L’interdiction du Wi-Fi dans les crèches :

WI-Fi loi Abeille

Depuis le 29 janvier 2015, une loi visant à supprimer le Wi-Fi dans les crèches a été votée afin d’encadrer l’exposition aux ondes électromagnétiques dans les espaces dédiés à l’accueil des enfants de moins de 3 ans.

Après un marathon de négociations et de débats, on fait le point sur la « Loi Abeille ».

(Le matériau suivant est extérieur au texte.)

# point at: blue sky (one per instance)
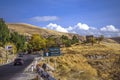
(78, 16)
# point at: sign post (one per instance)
(7, 48)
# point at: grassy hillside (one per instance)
(27, 29)
(84, 62)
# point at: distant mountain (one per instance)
(28, 30)
(117, 39)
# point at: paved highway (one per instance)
(9, 71)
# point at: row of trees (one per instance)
(91, 39)
(37, 42)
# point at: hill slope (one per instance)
(27, 29)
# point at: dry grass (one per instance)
(27, 29)
(73, 65)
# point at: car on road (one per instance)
(18, 61)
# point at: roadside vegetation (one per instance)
(89, 59)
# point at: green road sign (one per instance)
(53, 51)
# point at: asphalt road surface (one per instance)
(9, 71)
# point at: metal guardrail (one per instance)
(43, 75)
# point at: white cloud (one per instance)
(44, 18)
(56, 27)
(109, 28)
(83, 26)
(84, 29)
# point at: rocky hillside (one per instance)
(27, 29)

Ce que nous dit la loi Abeille :

Proposée par l’écologiste Laurence Abeille et votée par le parlement, la loi Abeille interdit l’installation des boîtiers Wi-Fi dans les lieux d’accueil, de repos et d’activités des enfants de moins de 3 ans (crèches et garderies) afin de les préserver des ondes électromagnétiques. L’utilisation du Wi-Fi dans les maternelles et sections élémentaires reste en revanche strictement limitée aux activités numériques. Pour l’écologiste, cette précaution est nécessaire : les enfants, du fait de leur petite taille, sont particulièrement exposés, car susceptibles d’avoir la tête proche d’un émetteur. C’est pourquoi il est impératif de les tenir à l’écart.

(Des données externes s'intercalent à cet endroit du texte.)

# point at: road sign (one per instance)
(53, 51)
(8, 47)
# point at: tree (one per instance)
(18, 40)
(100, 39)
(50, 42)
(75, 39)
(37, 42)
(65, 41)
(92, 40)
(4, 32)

Ce qu’il en est vraiment :

En outre, un point très important à souligner : l’installation des boîtiers Wi-Fi est interdite dans les crèches mais seulement dans les pièces où les enfants se trouvent. Dans les bâtiments administratifs ou dans les bureaux des gestionnaires, habituellement éloignés des lieux de vie, l’installation est autorisée. Dans le cas d’une certaine distance respectée, les enfants sont plus protégés.

Un consensus possible ?

Parce que chez Miwili, nous sommes sensibles à la question des nouvelles technologies et au bien-être des enfants, nous nous intéressons depuis plusieurs mois à une innovation : le Li-Fi, soit l’Internet haut débit par la lumière. Transmettre des données numériques à partir d’ampoules d’éclairage à LED, tel est simplement son concept pour permettre à chacun d’être connecté. Cette technologie qui existe depuis une dizaine d’années est considérée comme l’alternative voire la remplaçante du Wi-Fi. Les choses évoluent rapidement de ce côté, des prototypes sont à l’essai depuis septembre 2015 et nous avons hâte de l’utiliser d’ici quelques années pour notre solution Castor.